Verlag OntoPrax Berlin

Im Rausch der Kriegspropaganda

Lawrows missdeutetes Interview

 

Übersicht

1. Lawrow und seine Gegnerinnen
2. Information, Desinformation, Manipulation

Anmerkungen

„Wadephul weist Lawrows Drohung als >absurde Propaganda< zurück.“

(Süddeutsche Zeitung, 18. August 2026)

 

1. Lawrow und seine Gegnerinnen

In einem Interview mit Vesti sprach der russische Außenminister, Sergej Lawrow, am 14. August 2026 u. a. über die Beziehungen zu Tokio, den Druck der EU auf Vučić, die Beteiligung der USA am Verhandlungsprozess und erklärte sich zu einem Dialog mit dem Westen auf prinzipientreuer Basis bereit.

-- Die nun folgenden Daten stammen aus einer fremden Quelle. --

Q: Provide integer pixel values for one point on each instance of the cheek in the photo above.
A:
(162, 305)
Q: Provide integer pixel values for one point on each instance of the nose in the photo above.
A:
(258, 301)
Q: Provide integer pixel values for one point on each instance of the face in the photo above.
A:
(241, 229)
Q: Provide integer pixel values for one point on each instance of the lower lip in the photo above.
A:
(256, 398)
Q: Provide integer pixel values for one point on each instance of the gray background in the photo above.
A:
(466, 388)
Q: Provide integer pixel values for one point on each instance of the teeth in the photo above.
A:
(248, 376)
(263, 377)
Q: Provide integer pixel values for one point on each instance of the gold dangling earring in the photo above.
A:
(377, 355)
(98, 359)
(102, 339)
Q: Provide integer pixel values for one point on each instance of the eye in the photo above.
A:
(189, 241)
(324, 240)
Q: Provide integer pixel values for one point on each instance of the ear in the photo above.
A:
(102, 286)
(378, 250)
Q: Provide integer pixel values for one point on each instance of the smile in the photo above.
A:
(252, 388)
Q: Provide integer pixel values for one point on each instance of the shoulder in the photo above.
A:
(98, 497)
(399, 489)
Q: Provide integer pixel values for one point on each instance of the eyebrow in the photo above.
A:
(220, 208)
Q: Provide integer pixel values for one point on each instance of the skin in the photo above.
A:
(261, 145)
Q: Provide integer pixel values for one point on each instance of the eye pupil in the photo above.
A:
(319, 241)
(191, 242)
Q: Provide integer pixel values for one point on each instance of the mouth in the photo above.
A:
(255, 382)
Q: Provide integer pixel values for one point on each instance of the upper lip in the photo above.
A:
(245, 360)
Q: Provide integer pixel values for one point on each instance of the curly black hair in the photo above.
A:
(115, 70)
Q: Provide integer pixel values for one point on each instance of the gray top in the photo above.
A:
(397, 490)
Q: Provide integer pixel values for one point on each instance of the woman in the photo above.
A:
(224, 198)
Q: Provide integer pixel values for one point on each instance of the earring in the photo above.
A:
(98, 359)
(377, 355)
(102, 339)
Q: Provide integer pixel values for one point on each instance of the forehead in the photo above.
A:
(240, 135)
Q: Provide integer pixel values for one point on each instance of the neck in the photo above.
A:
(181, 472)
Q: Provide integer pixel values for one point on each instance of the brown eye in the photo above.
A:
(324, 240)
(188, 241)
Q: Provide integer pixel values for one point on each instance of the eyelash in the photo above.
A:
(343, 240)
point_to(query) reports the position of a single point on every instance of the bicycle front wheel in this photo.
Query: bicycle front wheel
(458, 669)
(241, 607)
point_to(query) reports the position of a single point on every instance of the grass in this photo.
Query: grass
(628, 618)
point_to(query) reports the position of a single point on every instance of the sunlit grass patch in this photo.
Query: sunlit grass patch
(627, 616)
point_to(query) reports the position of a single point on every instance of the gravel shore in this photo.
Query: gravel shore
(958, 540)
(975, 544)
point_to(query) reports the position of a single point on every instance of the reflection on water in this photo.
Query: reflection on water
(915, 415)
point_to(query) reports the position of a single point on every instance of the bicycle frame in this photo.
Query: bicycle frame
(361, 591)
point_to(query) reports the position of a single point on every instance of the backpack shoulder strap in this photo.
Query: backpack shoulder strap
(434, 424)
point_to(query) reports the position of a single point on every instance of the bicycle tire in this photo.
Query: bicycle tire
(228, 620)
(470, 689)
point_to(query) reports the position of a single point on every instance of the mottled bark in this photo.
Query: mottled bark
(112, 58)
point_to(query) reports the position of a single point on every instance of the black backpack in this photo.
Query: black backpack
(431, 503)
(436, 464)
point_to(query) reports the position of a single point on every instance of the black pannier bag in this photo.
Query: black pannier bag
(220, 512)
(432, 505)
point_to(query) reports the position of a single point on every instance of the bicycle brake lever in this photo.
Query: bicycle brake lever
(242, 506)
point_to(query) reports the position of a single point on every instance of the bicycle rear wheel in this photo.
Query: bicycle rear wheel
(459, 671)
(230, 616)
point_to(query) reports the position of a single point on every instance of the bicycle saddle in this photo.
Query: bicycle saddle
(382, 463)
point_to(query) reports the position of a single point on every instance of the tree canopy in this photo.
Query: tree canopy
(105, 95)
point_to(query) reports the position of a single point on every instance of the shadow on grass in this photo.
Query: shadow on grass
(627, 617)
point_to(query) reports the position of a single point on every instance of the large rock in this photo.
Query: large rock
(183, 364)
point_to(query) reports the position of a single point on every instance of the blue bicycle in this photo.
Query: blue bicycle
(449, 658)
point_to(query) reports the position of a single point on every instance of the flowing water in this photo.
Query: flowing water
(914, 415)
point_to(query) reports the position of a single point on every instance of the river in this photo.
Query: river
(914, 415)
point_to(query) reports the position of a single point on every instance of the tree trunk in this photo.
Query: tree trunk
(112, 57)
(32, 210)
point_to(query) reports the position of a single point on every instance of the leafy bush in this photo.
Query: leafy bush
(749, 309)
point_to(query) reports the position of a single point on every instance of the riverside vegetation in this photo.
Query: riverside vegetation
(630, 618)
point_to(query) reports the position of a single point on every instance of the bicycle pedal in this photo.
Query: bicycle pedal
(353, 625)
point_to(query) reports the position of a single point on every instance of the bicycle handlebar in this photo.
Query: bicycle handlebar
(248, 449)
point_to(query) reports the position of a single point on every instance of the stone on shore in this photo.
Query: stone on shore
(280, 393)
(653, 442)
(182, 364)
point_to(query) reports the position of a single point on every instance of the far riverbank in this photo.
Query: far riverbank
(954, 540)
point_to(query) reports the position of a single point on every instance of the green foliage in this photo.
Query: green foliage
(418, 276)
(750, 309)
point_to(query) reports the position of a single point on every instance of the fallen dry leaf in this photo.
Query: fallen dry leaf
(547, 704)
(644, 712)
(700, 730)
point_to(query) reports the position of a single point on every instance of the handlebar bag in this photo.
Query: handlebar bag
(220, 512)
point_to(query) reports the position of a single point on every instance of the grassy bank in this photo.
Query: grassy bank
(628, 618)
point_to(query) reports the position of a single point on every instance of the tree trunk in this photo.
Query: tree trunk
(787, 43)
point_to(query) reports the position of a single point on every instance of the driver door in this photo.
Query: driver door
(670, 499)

Im Verlauf des Interviews kam es dann zu einer Äußerung, die in Deutschland viel Empörung und Aufregung auslöste. Erst wenn man die in Rede stehende Passage des Interviews genau liest, wird klar, wie deplatziert und theatral die ganze Empörung ist.

Es ging in dem uns interessierenden Teil des Interviews um die russischen Vergeltungsmaßnahmen als Reaktion gegen die Angriffe des Kiewer Regimes auf die russische zivile Infrastruktur und Zivilbevölkerung, die in Deutschland und Europa totgeschwiegen werden:

Frage: „Wie können wir gegen solch skrupellose Gegner gewinnen? Schließlich vertreten wir völlig unterschiedliche Werte. … Unsere Werte sind völlig anders und stehen in krassem Gegensatz zu diesen terroristischen Aktionen.“

Lawrow: „Die Vertreter des Regimes prahlen sogar nach jedem dieser Terroranschläge stolz in den sozialen Medien damit, wie >großartig< sie bei dem Angriff auf einen Strand, ein Wohnheim, in dem Mädchen für den Lehrerberuf ausgebildet wurden, und andere rein zivile Ziele gewesen seien.“

Frage: „Wie können wir solche Gegner bekämpfen? Wir werden uns doch nicht auf ihre Methoden herablassen?“

Lawrow: „Wir werden uns nicht auf dieses Niveau herablassen, aber wir werden unsere eigenen Methoden deutlich härter anwenden, um alles zu zerstören, was Kiews Kriegsmaschinerie aus dem Westen speist. Und wir tun dies bereits. Sie fangen schon an zu stöhnen“ (Мы не опустимся, но свои собственные методы сделаем гораздо более жёсткими для разрушения всего, что подпитывает военную машину Киева со стороны Запада. И мы это уже делаем. Они уже начинают стонать).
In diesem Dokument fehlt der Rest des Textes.